So I finished Matter, by Ian M Banks.
I should perhaps say up front that I'm really gorging to spoiler it in the below discussion, so if you've not read it and think you might want to, probably best to not read on.
If I'm honest, I was a little disappointed.
There were two main reasons for this. First off, given that the novel is well over 500 pages, it's a little disappointing that the "end game" feels really short and truncated and rushed. And second, that endgame kinda wasn't really worth it.
I think this novel is quite close in style to Excession. In excession, the Culture basically encountered an "Outside Context Problem". The idea of an OCP is something that's just so far outside of your perception of the world it causes more than a few problems. Banks apparently got the idea from playing the game civilisation.

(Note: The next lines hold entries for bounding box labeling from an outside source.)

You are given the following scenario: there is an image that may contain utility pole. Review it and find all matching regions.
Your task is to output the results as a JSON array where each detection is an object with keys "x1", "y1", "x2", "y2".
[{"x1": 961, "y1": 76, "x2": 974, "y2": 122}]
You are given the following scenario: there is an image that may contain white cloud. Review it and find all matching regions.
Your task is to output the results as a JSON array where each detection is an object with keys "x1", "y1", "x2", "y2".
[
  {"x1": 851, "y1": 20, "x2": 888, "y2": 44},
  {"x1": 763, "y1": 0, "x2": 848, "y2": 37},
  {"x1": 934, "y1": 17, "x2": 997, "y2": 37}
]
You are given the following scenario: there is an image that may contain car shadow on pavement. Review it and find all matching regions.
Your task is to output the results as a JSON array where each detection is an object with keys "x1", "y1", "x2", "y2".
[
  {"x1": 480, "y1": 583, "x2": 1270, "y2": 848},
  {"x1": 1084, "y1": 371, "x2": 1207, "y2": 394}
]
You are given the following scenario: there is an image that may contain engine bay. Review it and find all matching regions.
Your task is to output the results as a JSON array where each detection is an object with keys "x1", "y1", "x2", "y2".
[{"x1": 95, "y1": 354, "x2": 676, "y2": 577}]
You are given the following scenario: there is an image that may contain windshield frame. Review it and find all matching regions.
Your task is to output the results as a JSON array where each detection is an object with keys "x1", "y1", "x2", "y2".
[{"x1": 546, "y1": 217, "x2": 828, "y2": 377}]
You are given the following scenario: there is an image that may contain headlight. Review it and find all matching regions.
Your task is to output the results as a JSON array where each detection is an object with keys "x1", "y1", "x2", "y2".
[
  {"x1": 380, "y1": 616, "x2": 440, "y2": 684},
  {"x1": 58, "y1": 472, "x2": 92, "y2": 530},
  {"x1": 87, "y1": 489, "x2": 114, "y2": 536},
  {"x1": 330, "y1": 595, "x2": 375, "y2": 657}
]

To paraphrase - imagine you're a tribe on a beautiful continent and you've managed to work yourself up into a functioning society with a religion and the ability to build nice houses and do clever stuff like irrigation. You're also the dominant force on the continent - the other tribes are all either friendly or subjugated and everything's going swimmingly, thanks.
And then over the horizon come some big iron ships filled pale looking fellows that carry sticks that make a lot of noise and cause your mighty warriors to drop dead. Then they announce you've been "discovered" and you're all subjects of the emperor now and he's quite keen on gold tributes and these holly men would like to have a chat with your priests.
Well, that was all a great idea, but I didn't really like the Excession book. My problem was the pacing - there seemed to be tonnes of set-up and then the whole action part was compressed into half a dozen pages at the end. Plus, that end wasn't all that satisfying anyway.
And that's the exact same problem with Matter - there are hundreds of pages of what feels like build up and then the end is all wham-bam-thank-you-ma'am.
What makes this especially annoying is that quite a lot of that set-up period is wasted on blind alleys. For example, Ferbin goes looking for this guy who helped his father, but when he finds him, he can't help at all. It makes it feel like an excuse for Banks to just go on a few flights of fancy and come up with weird stuff to entertain. Think Tom Bombadill in LotR - totally pointless and un-necessary, but the author's having fun.
There's also a hell of a lot of stuff being layered in that I think is meant to explain what happens at the end. The problem is that this actually undermines the surprise of the ending. But also, even through there's so much of this setting up, the actual end still ends up with a whole bunch of unanswered questions.
So, this thing they dig up turns out to be an Iln machine that then tries to destroy the Shellworld.
Okay, fair enough, but why is never explained at all. Now that's not so bad, as it's a relic of an ancient race, and a bit like real archaeology you're left guessing (note that nobody really has a good guess in the book). However, what makes no sense is why the Iln put this Shellworld destroying machine on the Shellworld in the first place and didn't just blow the place up.
Why do that? And the place they find it appears to have been custom built to house it. Was that done by the Iln or someone else? If so, there's no hint of who did it.
There's just so many unanswered questions it becomes annoying. Now often Banks will cleverly use the Prologue and Epilogue to answer these sorts of questions, but here he doesn't.
I dunno, it feels like he wrote a 1,000 page novel and the publishers said "look - we can go to about 600 pages, but that's about it" and so he took a hatchet to the back end and it ends up kinda not working.
I don't actually think that's true - I think actually the short, truncated nature of the endgame is supposed to act as a deliberate contrast. Part of the feel of the theme of the book is about contrasting the different civilisation advancement levels and, like excession, when the relatively backward people of the Shellworld finally uncover this ancient, yet advanced thing the shift of gear is a way of emphasising contrast. Their problems, in a sense, are petty on a galactic scale, yet also no less important.
My real problem is it feels like he's re-treading old ground and also the old ground of a novel I didn't really like that much.